Geni değiştirilmiş ürün ithalatı giderek kolaylaşıyor

Tevfik GÜNGÖR
Tevfik GÜNGÖR OLAYLARIN İÇİNDEN gungoruras@superonline.com

Genetiği değiştirilmiş ürün olarak bugüne kadar soya ve mısır ithaline izin verildi. 

Genetiği değiştirilmiş ürün olarak 16 tür mısır ve 9 tür soya geni ithal ediliyor.

Genetiği değiştirilmiş ürünlerin yem olarak değerlendirilmesi bekleniyor. Halkımız da bu genetiği ile oynanmış ürünleri dolaylı olarak tüketiyor.

Hangi gıda maddesinde genetiği değiştirilmiş ürünün doğrudan veya dolaylı kullanıldığı hakkında tüketiciye bilgi verilmediği için, halkımız doğal ve organik gıda ürünü niyetine genetiği değiştirilmiş ürünleri tüketiyor. 
Şimdilerde de genetiği değiştirilmiş ürün bulaşığı maddelerin ithaline izin çıktı.

Beyaz Et Sanayicileri ve Damızlıkçıları Birliği, genetiği değiştirilmiş 14 tür mısır, 9 tür soya, 10 tür pamuk ve 4 tür kolza (kanola) türünün bulaşığı olan ürünlerin ithalatında sorunla karşılaşmamak için ilgili kuruluşlara başvuru yapmıştı.

Bu başvuru üzerine 37 genin ithali kolaylaştırıldı.
Böylece ithaline izin verilen genetiği değiştirilmiş ürün türü 56’ya ulaştı.
İthal üründe analiz sonucunda binde 9 oranından daha az değiştirilmiş genetik tespit edilirse, bu ürün Genetiği Değiştirilmiş Ürün bulaşanı olarak değerlendirilecek. İthaline izin verilecek.

Yılda ortalama 2 milyon tonun üzerinde soya, 500 bin ton-1 milyon ton kadar mısır ithal ediyoruz. İthalatın büyük bölümü ABD, Arjantin, Brezilya gibi büyük üretici ülkelerden yapılıyor. Bu ülkelerde üretilen mısır ve soyanın neredeyse tamamı genetiği değiştirilmiş ürünler. Genetiği değiştirilmiş soya ithalatına sadece yem amaçlı izin veriliyor.

Bu ürünler, doğal yapısı değiştirilmiş tohumlarla yetiştiriliyor.Genetik değişikliğinin amacı, daha çok, daha ucuz ürün elde etmek. Tohumların doğal yapısı değiştirildiğinde, verim artıyor. Ürünlerin maliyeti düşüyor.

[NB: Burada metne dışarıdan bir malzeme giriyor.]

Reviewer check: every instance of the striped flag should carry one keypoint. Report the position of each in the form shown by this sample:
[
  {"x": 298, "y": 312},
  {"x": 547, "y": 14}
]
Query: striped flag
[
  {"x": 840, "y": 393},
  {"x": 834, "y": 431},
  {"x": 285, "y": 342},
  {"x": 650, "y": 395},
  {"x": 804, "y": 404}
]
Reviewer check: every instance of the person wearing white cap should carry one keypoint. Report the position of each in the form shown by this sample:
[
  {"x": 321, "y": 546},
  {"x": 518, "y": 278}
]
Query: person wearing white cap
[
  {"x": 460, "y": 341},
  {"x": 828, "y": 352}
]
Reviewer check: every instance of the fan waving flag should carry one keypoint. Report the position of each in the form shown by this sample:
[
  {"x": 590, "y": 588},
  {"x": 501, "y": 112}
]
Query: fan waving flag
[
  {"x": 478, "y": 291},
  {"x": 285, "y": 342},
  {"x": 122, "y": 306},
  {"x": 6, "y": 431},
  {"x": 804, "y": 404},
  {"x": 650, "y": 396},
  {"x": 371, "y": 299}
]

Doğal yapısı değiştirilmiş ürünleri yetiştirenler bunların sağlığa zararlı olmadığını söylüyor. Genel inanış ise genetiği değiştirilmiş ürünlerin sağlığa zararlı olduğu şeklinde.

Bazı ülkeler bu ürünleri yasaklıyor, bazı ülkeler genetiği değiştirilmiş ürünlerin ancak uyarı ile tüketiciye sunulmasını, zorunlu kılıyor.

Genetiği değiştirilmiş ürünler ya doğrudan, ya da dolaylı olarak tüketim maddesinin içine giriyor. Örneğin hayvan yeminde, genetiği değiştirilmiş tohum ile üretilmiş soya, mısır kullanılmış ise, süt ve sütlü ürünler bundan etkileniyor. Buğday, pirinç genetiği değiştirilmiş tohumla üretilmiş ise insanlar bundan etkileniyor.

Genetiği değiştirilmiş ürün ithalatı, halka habersiz giderek yaygınlaştığına göre, halka bu konuda doğru ve açık bilgi vermek de giderek önem kazanıyor.

Halkımızın, tükettiği gıda maddesinde genetiği değiştirilmiş ürün olup olmadığını bilme hakkı var.